Student Under Evaluation After Making Columbine-Like Threat At School
BALTIMORE (WJZ) -- Some concerns for students, parents and staff at a West Baltimore high school, forced into lockdown after the threat of mass violence.
Amy Yensi has more on how it unfolded.
The school first learned of the threat through social media and decided to take it very seriously.
Students at Carver Vocational Technical High School spill into the streets after a nearly two-hour lockdown.
"I was so scared. Like, me and my friends were actually huddled up in a corner, scared for our lives," said Hakeem McDonald, student.
McDonald says students were told to stay away from the windows and sit around the walls during the Code Red alert.
Police searched the campus after school officials learned that a 15-year-old student there made a threat on Facebook referencing the Columbine mass shooting.
"We got a notification on Facebook saying it was a mass shooting threat relating to the Columbine that happened in April of 1999," said Marlon Sample, student.
"It's a panic. I just went into prayer mode. I just started praying, praying, praying," said Chanell Collick, parent.
Worried parents rushed to the school.
"When I realized it was real, I kind of cried a little bit. So I hit it right over," said Shneika Brown, parent.
Students tell WJZ they were never officially dismissed from school, but decided to walk out on their own because they were concerned for their safety.
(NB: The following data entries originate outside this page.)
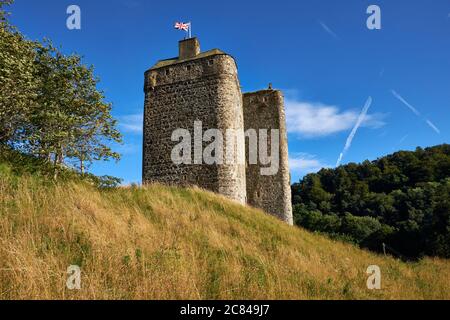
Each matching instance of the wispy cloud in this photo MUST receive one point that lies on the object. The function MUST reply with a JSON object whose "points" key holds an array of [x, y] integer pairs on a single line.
{"points": [[304, 163], [132, 123], [311, 120], [406, 103], [403, 139], [416, 112], [350, 138], [432, 126], [328, 30]]}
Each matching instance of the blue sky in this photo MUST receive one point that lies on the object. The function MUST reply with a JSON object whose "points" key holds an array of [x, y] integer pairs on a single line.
{"points": [[319, 52]]}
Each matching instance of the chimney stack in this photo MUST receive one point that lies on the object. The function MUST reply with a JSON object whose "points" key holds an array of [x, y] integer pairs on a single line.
{"points": [[188, 48]]}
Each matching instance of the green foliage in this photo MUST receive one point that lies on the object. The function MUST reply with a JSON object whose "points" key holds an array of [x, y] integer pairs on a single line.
{"points": [[50, 106], [401, 200], [14, 165]]}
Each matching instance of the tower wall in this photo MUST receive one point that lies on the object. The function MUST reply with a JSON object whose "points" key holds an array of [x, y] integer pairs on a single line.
{"points": [[204, 88], [271, 193]]}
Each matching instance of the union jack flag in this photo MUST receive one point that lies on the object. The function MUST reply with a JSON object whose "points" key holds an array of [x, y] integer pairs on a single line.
{"points": [[182, 26]]}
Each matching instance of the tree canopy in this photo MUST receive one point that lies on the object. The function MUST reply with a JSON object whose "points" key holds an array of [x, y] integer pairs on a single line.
{"points": [[401, 200], [50, 106]]}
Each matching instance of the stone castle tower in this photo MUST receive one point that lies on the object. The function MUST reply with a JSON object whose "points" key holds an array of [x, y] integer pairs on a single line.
{"points": [[204, 86]]}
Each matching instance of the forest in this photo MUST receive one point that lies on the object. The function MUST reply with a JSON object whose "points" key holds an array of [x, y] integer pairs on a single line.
{"points": [[398, 204]]}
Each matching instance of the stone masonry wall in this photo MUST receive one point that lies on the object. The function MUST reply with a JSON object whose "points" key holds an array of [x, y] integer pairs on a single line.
{"points": [[265, 110], [205, 89]]}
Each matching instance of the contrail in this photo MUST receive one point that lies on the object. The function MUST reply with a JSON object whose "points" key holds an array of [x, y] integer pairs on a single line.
{"points": [[328, 30], [415, 111], [361, 118], [399, 97], [433, 126]]}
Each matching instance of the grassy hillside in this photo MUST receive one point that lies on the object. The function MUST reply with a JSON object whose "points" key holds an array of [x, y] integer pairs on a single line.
{"points": [[169, 243]]}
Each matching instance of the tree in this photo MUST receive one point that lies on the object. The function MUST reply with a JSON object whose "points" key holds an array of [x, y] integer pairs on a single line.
{"points": [[18, 85], [50, 106]]}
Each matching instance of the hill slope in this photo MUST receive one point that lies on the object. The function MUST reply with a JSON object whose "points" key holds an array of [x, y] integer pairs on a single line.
{"points": [[168, 243]]}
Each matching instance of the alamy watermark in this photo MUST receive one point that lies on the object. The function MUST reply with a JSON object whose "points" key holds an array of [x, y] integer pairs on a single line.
{"points": [[374, 20], [374, 280], [73, 22], [74, 280], [227, 147]]}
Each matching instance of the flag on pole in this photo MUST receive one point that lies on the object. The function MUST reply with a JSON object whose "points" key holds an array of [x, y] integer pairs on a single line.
{"points": [[183, 26]]}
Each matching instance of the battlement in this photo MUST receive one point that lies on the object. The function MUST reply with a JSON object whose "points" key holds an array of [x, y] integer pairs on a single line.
{"points": [[204, 86]]}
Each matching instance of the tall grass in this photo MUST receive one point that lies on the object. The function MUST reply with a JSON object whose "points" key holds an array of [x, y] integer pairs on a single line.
{"points": [[167, 243]]}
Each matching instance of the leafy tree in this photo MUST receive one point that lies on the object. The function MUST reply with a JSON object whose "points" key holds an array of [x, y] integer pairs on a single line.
{"points": [[401, 200], [50, 106]]}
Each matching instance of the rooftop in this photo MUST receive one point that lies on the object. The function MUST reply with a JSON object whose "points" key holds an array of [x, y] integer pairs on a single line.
{"points": [[176, 60]]}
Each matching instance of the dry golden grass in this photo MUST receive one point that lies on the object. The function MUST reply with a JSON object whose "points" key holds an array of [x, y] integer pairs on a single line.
{"points": [[168, 243]]}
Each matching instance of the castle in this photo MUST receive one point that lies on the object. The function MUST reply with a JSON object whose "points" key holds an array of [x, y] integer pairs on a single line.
{"points": [[204, 86]]}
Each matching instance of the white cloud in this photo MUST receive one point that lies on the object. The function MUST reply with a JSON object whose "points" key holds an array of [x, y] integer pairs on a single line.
{"points": [[304, 163], [310, 120], [350, 138], [432, 126], [416, 112], [132, 123], [406, 103]]}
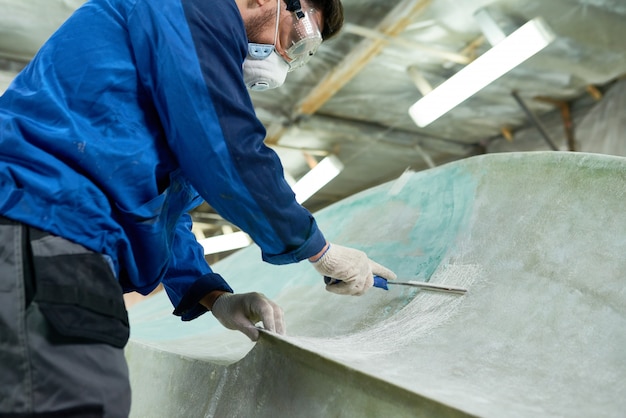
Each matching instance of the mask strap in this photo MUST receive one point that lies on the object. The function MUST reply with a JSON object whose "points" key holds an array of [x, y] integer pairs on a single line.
{"points": [[277, 20]]}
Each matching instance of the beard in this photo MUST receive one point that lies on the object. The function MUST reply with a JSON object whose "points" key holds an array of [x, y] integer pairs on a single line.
{"points": [[257, 25]]}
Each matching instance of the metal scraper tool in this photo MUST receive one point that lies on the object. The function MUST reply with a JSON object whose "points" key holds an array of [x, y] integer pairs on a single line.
{"points": [[383, 283]]}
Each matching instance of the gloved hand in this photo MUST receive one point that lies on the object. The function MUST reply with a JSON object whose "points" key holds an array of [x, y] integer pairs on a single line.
{"points": [[242, 311], [352, 267]]}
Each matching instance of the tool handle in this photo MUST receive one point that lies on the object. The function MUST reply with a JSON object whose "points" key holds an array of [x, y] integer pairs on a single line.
{"points": [[379, 282]]}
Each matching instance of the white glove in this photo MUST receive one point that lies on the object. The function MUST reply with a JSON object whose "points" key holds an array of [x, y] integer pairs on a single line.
{"points": [[352, 267], [242, 311]]}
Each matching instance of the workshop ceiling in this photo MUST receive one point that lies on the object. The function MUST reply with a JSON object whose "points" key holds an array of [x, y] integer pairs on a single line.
{"points": [[352, 100]]}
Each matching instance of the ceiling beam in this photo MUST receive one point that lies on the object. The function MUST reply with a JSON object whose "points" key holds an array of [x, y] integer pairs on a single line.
{"points": [[392, 25]]}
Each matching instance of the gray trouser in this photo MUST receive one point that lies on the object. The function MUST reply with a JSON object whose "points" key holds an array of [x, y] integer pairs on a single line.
{"points": [[42, 372]]}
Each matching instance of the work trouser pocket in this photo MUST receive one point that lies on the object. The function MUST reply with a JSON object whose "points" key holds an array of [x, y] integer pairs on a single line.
{"points": [[78, 293]]}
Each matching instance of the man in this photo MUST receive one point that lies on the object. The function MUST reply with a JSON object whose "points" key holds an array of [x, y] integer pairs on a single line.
{"points": [[131, 114]]}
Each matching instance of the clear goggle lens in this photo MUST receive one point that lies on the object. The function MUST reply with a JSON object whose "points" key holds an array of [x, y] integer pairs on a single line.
{"points": [[303, 40]]}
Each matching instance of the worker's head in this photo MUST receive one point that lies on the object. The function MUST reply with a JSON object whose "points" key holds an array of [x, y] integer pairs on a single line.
{"points": [[284, 35]]}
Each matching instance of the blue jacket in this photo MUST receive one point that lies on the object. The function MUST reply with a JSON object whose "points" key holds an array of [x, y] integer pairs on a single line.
{"points": [[130, 115]]}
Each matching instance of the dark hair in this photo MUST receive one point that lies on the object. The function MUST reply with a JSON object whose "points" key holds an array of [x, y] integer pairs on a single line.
{"points": [[332, 12]]}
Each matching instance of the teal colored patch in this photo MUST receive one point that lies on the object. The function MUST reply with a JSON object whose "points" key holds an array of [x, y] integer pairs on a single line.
{"points": [[409, 225]]}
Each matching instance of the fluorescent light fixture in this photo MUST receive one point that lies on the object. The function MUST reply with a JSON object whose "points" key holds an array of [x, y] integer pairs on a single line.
{"points": [[226, 242], [516, 48], [318, 177]]}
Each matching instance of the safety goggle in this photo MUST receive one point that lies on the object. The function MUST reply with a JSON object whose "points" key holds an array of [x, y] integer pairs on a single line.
{"points": [[305, 36]]}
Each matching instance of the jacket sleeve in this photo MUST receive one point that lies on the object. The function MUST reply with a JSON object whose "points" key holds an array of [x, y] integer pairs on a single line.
{"points": [[189, 277], [189, 56]]}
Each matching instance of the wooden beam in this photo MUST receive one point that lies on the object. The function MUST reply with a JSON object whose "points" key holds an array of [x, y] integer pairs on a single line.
{"points": [[392, 25]]}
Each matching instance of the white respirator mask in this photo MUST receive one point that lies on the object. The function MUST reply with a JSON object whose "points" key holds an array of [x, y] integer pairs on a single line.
{"points": [[261, 74], [264, 68]]}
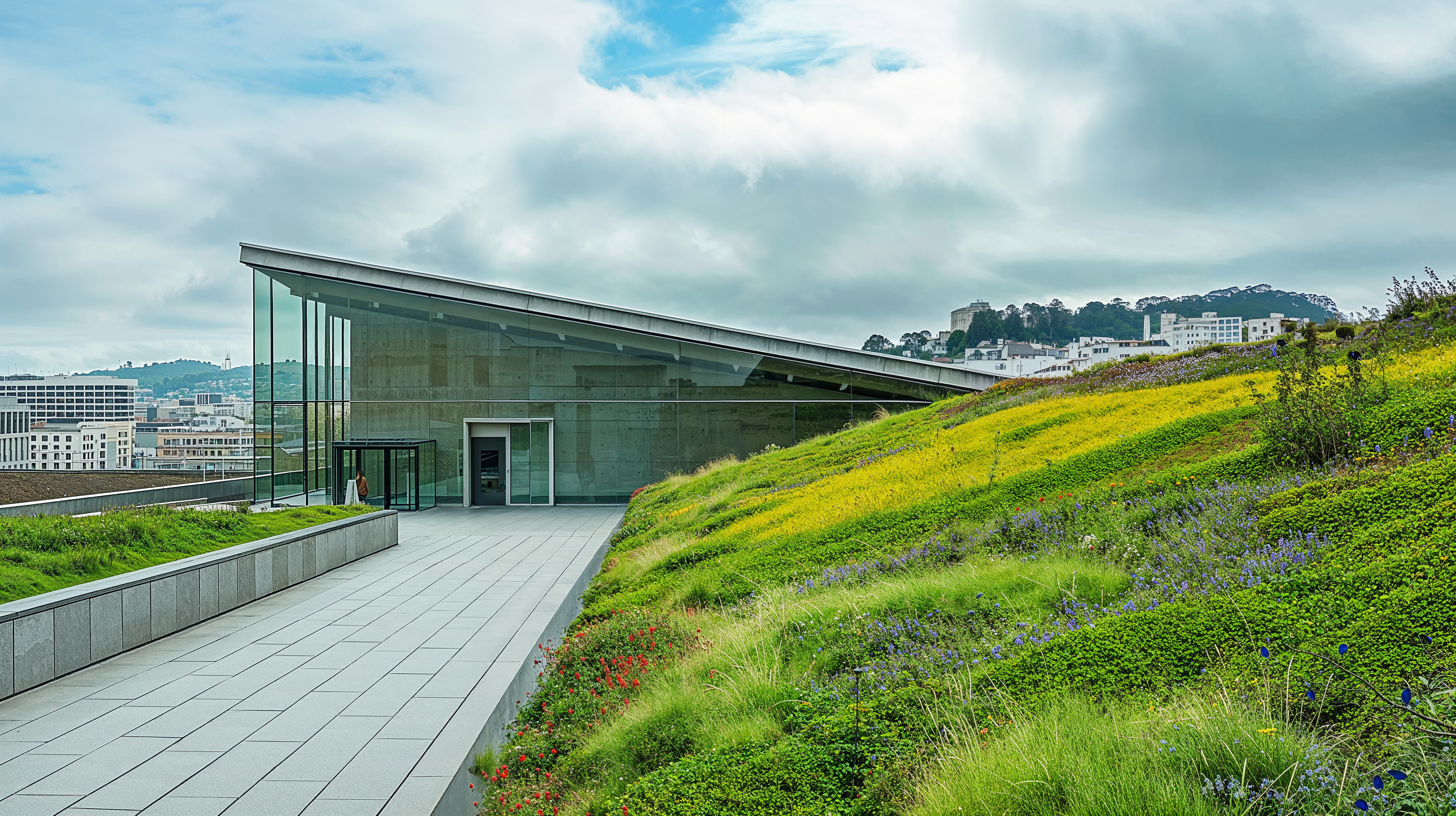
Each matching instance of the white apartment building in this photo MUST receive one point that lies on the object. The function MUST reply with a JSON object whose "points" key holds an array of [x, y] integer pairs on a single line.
{"points": [[962, 318], [222, 445], [62, 398], [1266, 328], [15, 435], [1192, 333], [1011, 359], [56, 448], [106, 446]]}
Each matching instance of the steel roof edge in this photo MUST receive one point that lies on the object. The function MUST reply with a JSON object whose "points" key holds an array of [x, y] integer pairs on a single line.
{"points": [[643, 323]]}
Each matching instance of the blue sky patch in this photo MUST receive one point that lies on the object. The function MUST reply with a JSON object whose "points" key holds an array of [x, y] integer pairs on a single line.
{"points": [[16, 177], [664, 37]]}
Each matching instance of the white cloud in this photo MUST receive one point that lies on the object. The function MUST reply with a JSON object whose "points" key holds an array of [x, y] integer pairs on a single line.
{"points": [[1183, 146]]}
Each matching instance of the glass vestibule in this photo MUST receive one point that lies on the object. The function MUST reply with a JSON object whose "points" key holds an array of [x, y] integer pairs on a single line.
{"points": [[398, 474]]}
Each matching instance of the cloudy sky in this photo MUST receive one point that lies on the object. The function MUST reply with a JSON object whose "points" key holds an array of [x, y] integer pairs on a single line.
{"points": [[819, 170]]}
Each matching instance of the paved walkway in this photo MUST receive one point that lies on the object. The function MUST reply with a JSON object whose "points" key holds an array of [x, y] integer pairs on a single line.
{"points": [[346, 694]]}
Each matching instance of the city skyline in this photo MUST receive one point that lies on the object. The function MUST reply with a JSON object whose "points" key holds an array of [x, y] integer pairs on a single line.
{"points": [[804, 170]]}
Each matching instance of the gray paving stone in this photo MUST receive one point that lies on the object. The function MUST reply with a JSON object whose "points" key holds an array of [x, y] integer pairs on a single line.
{"points": [[102, 731], [24, 805], [238, 770], [225, 731], [254, 678], [188, 806], [364, 672], [149, 782], [288, 690], [146, 681], [321, 640], [30, 768], [458, 678], [423, 718], [295, 632], [388, 696], [184, 719], [100, 767], [56, 723], [378, 770], [379, 636], [235, 658], [304, 719], [340, 655], [12, 750], [180, 691], [346, 808], [273, 798], [424, 662], [330, 751]]}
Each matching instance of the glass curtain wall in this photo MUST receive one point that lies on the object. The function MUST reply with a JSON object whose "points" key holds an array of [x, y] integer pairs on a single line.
{"points": [[300, 387], [604, 410]]}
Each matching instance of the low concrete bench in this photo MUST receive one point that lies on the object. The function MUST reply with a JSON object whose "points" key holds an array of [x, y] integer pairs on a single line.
{"points": [[58, 633]]}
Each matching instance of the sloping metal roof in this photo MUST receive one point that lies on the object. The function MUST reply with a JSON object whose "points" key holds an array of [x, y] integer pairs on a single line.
{"points": [[675, 328]]}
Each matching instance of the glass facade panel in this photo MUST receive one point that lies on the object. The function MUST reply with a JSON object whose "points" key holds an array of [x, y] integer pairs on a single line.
{"points": [[520, 476], [593, 412]]}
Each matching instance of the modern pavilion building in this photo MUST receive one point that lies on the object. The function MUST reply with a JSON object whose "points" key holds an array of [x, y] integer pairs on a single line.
{"points": [[446, 391]]}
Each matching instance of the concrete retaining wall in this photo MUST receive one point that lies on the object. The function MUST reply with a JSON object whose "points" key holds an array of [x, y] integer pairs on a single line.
{"points": [[236, 489], [53, 634]]}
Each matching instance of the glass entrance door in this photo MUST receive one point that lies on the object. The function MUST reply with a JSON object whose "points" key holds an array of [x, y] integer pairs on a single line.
{"points": [[488, 470], [398, 474], [530, 464]]}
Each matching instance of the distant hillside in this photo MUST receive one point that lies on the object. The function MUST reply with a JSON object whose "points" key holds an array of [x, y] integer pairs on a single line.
{"points": [[190, 376], [1248, 302]]}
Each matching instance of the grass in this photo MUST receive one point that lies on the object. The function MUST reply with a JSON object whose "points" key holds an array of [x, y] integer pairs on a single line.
{"points": [[49, 553], [1030, 601]]}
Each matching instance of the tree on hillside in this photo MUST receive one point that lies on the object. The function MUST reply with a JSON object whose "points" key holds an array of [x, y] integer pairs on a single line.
{"points": [[1107, 320], [877, 343], [956, 344], [985, 326], [915, 340]]}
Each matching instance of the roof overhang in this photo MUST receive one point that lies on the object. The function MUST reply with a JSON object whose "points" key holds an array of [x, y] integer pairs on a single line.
{"points": [[943, 375]]}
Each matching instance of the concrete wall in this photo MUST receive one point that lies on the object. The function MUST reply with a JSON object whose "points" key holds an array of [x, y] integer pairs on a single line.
{"points": [[236, 489], [53, 634]]}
Others stayed after the lockdown was lifted.
"The first thing I thought about was Sandy Hook, and then they said they connected it back to the Columbine shooting. I searched it up--it made me even more nervous than what I was," said Malik Lambert, student.
Police say they did not find anything threatening in their search of the campus or the student's home.
The student was taken to an area hospital for an emergency evaluation. They are not being identified.
During a Code Red, no one is allowed in or out of the school building.